L’intoxication au monoxyde de carbone met en jeu différents intervenants : services mobiles d’urgence, médecins
généralistes et spécialistes, milieu libéral et milieu hospitalier, médecin du travail, services sociaux, etc. Il est
facile de comprendre qu’il n’est pas aisé de donner de la cohérence dans ces groupes de formations et
d’activités professionnelles très diverses. Pourtant ces intoxications responsables d’environ 200 à 300 décès par
an en France, provoquent environ 6 000 hospitalisations par an, sans compter le coût supplémentaire pour la
collectivité des arrêts de travail et des difficultés de reprise de travail dans certains cas.
La direction générale de la santé a mis en place un système national de surveillance qui s’est récemment
renforcé. Parallèlement à ce dispositif, un groupe d’experts médicaux a été chargé d’élaborer un référentiel de
prise en charge des intoxications oxycarbonées aiguës. L’objectif est de diffuser largement les conclusions de ce
groupe afin d’informer les différents praticiens qui seront tôt ou tard confrontés à ce problème.

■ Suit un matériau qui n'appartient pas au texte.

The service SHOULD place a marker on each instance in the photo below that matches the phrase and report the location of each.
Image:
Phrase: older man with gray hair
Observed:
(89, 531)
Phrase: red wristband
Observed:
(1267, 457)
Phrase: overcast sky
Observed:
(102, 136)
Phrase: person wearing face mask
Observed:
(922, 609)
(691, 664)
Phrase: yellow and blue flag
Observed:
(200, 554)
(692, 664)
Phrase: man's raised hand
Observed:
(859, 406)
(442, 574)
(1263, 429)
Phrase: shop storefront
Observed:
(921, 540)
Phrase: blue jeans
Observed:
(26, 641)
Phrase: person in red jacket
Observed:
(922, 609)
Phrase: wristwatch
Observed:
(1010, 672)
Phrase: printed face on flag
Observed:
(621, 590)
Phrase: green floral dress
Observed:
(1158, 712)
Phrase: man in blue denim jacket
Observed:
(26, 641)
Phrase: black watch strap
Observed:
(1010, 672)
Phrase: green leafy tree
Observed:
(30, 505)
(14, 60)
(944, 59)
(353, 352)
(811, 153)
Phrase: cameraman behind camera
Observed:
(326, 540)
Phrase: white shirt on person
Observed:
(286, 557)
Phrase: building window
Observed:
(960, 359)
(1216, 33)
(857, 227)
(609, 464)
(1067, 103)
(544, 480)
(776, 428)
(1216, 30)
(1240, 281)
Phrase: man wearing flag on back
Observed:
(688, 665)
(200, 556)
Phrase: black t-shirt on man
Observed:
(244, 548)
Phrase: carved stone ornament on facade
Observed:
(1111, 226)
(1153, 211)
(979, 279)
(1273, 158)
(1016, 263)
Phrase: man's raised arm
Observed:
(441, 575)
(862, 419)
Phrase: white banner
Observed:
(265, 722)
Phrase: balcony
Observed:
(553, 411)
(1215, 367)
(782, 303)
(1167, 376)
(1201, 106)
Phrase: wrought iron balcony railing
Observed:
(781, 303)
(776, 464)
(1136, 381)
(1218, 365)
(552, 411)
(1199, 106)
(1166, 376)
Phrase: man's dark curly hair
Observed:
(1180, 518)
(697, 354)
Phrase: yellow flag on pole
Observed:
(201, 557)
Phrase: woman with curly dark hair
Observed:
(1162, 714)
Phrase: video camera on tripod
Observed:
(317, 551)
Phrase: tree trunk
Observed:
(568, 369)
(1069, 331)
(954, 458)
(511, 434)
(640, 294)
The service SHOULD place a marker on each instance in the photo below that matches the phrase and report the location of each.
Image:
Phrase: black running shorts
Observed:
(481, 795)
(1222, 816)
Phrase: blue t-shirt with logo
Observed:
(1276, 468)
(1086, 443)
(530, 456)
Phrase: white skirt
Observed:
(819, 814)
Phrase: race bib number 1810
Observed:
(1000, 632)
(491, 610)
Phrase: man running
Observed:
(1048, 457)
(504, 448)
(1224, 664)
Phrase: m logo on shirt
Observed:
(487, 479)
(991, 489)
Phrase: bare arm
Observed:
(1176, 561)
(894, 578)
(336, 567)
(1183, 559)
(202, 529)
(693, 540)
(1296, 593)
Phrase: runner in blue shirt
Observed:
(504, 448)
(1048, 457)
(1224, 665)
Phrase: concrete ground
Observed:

C’est volontairement que nous nous sommes limités aux intoxications aiguës. Les intoxications subaiguës ou
chroniques, comme par exemple l’intoxication tabagique ou induite par la pollution, sont certainement très
fréquentes et potentiellement dangereuses, mais mériteraient des développements qui ne pouvaient ici être
envisagées.
Concrètement, ces « bonnes pratiques » sont divisées en deux parties. La première « repérer une intoxication
oxycarbonée aiguë » reprend les données physiopathologiques de base, les données épidémiologiques
mondiales et nationales, les causes, et envisage le cas particulier des accidents de travail. Les signes cliniques
et paracliniques de l’intoxication sont ensuite envisagés ainsi que les moyens diagnostiques actuellement
disponibles. La seconde partie « traiter les intoxications oxycarbonées » détaille les principes de la prise en
charge immédiate, tente de préciser les indications de l’oxygénothérapie hyperbare qui reste un sujet de
controverse. Sont ensuite envisagées les modalités de suivi et de surveillance des victimes qui sont souvent peu
connues.
Nous remercions sincèrement tous ceux qui ont participé à l’élaboration de ce document. Nous souhaitons qu’il
participe à la prise de conscience du danger majeur de cette intoxication. Il faut rappeler que Claude Bernard
dans l’introduction à la médecine expérimentale, avait pour la première fois décrit le danger de ce gaz qui rendait
le sang des animaux exposés trop rutilant, comme si ce toxique empêchait l’oxygène de se libérer du sang, ce
qui expliquait la mort inéluctable observée dans ces conditions expérimentales.